In Memphis and Knoxville, small groups of students huddle at their desks and discuss the patient scenario. When class resumes, Brown starts the discussion. Questions appear on the projector screen and monitors, and the groups use electronic response devices to answer. Brown asks the groups to explain their answers. A student from one group presses the microphone button on the desk and explains the patient is not using her asthma inhaler correctly and has thrush on her tongue from not rinsing her mouth after each use. At times, Brown calls on Farland to offer her clinical opinion.

The 49 students in Knoxville can see Brown and the questions on the screens around the room. In Memphis, Brown can see the Knoxville students on the screen as well as the 120 or so students sitting in front of him. In other sessions, Farland leads the class, and the circumstances are reversed.

All classes are recorded, so technically students could skip class and watch later. But they would miss the interaction with their classmates and instructors, which is just as important as the information.
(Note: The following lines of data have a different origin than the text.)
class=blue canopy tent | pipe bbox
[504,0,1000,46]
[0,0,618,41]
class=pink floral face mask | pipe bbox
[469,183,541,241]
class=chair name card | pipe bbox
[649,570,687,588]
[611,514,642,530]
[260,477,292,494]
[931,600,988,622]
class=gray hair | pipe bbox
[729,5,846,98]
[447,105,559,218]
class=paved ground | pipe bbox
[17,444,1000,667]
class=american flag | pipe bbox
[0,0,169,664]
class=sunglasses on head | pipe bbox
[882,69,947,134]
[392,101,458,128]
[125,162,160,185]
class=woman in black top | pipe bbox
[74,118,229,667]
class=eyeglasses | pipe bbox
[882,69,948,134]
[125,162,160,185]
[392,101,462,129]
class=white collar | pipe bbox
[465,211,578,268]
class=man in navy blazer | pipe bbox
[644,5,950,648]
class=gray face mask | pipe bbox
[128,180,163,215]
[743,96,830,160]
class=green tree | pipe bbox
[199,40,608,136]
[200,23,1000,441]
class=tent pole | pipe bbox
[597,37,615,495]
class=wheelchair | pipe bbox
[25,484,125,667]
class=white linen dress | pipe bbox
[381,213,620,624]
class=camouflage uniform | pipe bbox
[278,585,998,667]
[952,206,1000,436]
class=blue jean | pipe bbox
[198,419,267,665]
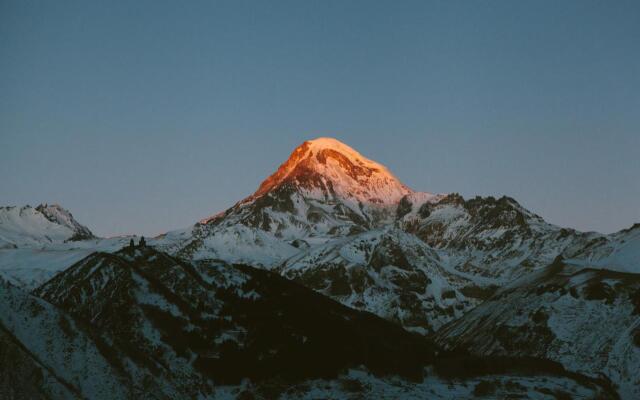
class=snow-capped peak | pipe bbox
[0,204,94,248]
[249,137,413,206]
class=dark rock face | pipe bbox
[435,258,640,398]
[37,247,434,384]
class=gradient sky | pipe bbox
[0,0,640,235]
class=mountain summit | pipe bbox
[200,137,433,240]
[250,137,412,205]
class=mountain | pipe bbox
[154,138,617,334]
[0,204,94,249]
[436,257,640,399]
[169,138,436,266]
[0,204,130,289]
[0,246,617,399]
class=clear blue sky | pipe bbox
[0,0,640,235]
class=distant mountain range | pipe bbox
[0,138,640,399]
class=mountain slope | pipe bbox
[18,247,616,399]
[170,138,432,255]
[436,259,640,399]
[0,204,94,249]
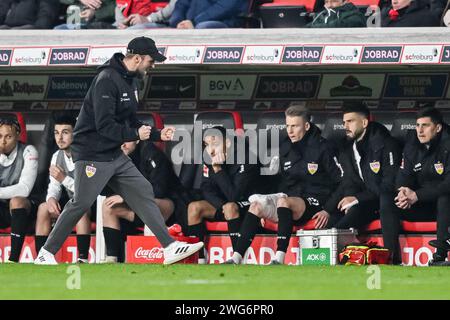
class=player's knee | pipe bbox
[277,198,289,208]
[248,202,262,218]
[188,201,202,221]
[9,197,28,209]
[222,202,239,220]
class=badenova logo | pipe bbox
[0,75,48,101]
[361,46,402,63]
[301,248,331,265]
[441,46,450,62]
[282,47,323,63]
[203,47,244,63]
[164,46,205,64]
[0,50,12,66]
[47,75,94,100]
[49,48,89,65]
[402,45,442,63]
[87,47,127,66]
[11,48,50,66]
[321,46,362,64]
[242,46,283,64]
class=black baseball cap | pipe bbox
[127,37,166,62]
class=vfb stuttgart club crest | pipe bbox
[308,163,319,175]
[86,165,97,178]
[370,161,381,173]
[434,162,444,175]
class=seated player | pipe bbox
[227,105,342,264]
[388,108,450,265]
[188,126,260,263]
[0,115,38,262]
[35,114,91,263]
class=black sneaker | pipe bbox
[428,239,450,251]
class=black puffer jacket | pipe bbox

“The learning is not different,” says student Chelsey McCoy, who had never taken a class by videoconference before. “We can’t talk to Dr. Brown in person about a lecture, but we have Dr. Farland.”

Working in teams is one type of active learning. Through teams, students learn from each other, and that atmosphere makes sense in education for a profession that requires interaction with co-workers, patients, doctors, nurses and others.

“Active learning gets students in the classroom to interact and think critically,” says Farland, who has taught at UT for six years.

All pharmacy students take first-year classes in Memphis at the UT Health Science Center’s main campus. For the second and third years, they can choose to stay in Memphis or go to Knoxville. The fourth year is spent in clinical rotations across the state. The UTHSC College of Pharmacy opened the Knoxville site, adjacent to UT Medical Center, in 2007.

“We are all moving toward more inter-professional education in the health sciences,” says Peter Chyka, professor and executive associate dean in Knoxville. “This is one effective and efficient means to do it.”